This thread has been locked.

If you have a related question, please click the "Ask a related question" button in the top right corner. The newly created question will be automatically linked to this question.

AM3358: cold start problem

Expert 6460 points
Part Number: AM3358

Team,

this is continuation of the existing thread (linked here).

We are facing with a problem at booting. This issue was found at only one card so far, but we would like to know the background of it.

So I try to describe the problem:

If the card is booting from the TFTP server through KSZ8463RL switch I have seen that the Program Counter is stuck at 0x402f0440 and hanging on this point (attached a picture about it below). I also attached the register values at this state.

I thought that this problem related to the DDR, but if I try to load the same (SPL and UBoot image) into serial port, the card will booting.

It seems that the problem appears only at first start, while the temperature of the card is about room temperature. The second boot is OK, if I am waiting for an hour to decrease the card temperature the problem will appear again.

I have just checked the voltages and the clocks of the Processor and the DDR and those seem to be OK, and after the reset the SYSBOOT[15:0] value is 1000 0000 0101 0000.

Can you please help solving this issue?

Thank you
TI Customer

cold-start-registers.txt

  • Bartosz,

    Please describe the hardware environment in detail. If possible, post the schematic.
  • Another question: Is this failure seen on a single board, or across multiple boards?
  • Hi Biser,

    I've sent you the description of the setup and schematic offline (confidential).

    So far the issue has been observed with one board.

    Kind regards,
    Bartosz

  • Is this only 1 board out of many? If so, I would suggest you check the board for manufacturing defects, esp. bad soldering.
  • By the way, the files you have sent are of no use. I was asking about the schematic in PDF format.
  • Biser,

    We don't see manufacturing defects on the board.

    The schematic in pdf has been sent to you now via e-mail.

    Kind regards
    Bartosz

  • Is this only 1 board out of many, or you see the issue on multiple boards?
  • Bartosz, as Biser alludes to, know how many boards has this issue is important to determine what kind of problem it is.

    Based on your screenshot, it looks like you are getting a data abort in MLO. A lot of times, this is a result of a mis-configured DDR. Since it is intermittent or maybe temp related, the configuration may be marginal.

    A couple of things you can try:
    -On a failing board, try opening up a memory window in the DDR memory to see if the values are still stable (hit the continuous refresh button)
    -Since you fail in MLO, you can put breadcrumbs in your code to determine how far you execute.
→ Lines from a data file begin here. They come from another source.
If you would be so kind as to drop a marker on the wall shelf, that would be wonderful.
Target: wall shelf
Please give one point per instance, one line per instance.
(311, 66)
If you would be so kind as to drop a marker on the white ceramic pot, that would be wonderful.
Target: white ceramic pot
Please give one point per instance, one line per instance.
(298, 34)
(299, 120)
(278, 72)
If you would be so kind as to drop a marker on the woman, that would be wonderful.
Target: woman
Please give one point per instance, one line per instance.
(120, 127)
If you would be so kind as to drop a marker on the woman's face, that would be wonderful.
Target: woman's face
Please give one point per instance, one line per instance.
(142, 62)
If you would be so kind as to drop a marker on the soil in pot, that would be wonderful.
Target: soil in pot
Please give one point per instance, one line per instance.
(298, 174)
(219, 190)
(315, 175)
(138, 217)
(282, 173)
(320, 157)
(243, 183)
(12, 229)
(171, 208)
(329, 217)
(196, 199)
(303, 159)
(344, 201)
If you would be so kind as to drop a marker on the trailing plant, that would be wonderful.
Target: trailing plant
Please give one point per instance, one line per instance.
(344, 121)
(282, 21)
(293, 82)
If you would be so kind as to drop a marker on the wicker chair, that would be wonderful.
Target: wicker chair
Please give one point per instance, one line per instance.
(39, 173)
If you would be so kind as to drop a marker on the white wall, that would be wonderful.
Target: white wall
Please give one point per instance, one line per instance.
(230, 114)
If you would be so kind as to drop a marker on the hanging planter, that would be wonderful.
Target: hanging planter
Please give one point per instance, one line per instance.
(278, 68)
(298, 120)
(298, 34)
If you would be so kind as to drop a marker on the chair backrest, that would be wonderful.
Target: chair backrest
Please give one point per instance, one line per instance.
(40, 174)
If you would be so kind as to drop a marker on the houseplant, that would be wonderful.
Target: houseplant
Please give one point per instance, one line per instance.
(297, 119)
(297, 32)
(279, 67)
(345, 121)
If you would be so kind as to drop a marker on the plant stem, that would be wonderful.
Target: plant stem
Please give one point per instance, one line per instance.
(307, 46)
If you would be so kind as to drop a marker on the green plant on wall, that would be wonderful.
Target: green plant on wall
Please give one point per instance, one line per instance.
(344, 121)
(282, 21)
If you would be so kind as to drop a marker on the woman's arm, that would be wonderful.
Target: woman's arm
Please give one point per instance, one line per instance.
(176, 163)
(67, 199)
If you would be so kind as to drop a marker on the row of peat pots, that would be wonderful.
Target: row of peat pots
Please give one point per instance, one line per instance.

Find a memory location in internal SRAM and just increment the value in different places in code. My suspicion is that the problem is happening during the loading of u-boot, when a lot of data is being transferred to DDR.
    -In your screenshot, i notice a couple of ARM core registers with addresses such as 0x81FFFEE8 and 0x81FFFF20. These look to be stack located in DDR. Immediately after a fail, open up a memory window to see if these values are stable.
    -In your screenshot, your SP is 0x00000000, which doesn't seem correct. May want to debug to try to understand why the stack pointer is being set to 0x0

    Regards,
    James
  • Hi James,

    thanks for your feedback. Please find the comments below, looking forward for your help.

    Kind regards,
    Bartosz

    Customer: I attach the trace vector, seen with debugger. Booting the card from the Ethernet source (SYSBOOT[15:0]=0x8050), the trace vector lowest value is 0xD03E, if the card boots from eMMC SYSBOOT[15:0]=0x8057 the trace vector value is 0x10009E.

    Note: If the warm- or cold reset or the PWR_EN of the PMIC signals are pulled to low, the problem is still remaining. I also checked the Core and the MPU voltages for the OPP100 boot mode.

    JJD said:

    Based on your screenshot, it looks like you are getting a data abort in MLO. A lot of times, this is a result of a mis-configured DDR. Since it is intermittent or maybe temp related, the configuration may be marginal.

    Could we configure the DDR in the MLO?

    JJD said:

    A couple of things you can try:
    -On a failing board, try opening up a memory window in the DDR memory to see if the values are still stable (hit the continuous refresh button) 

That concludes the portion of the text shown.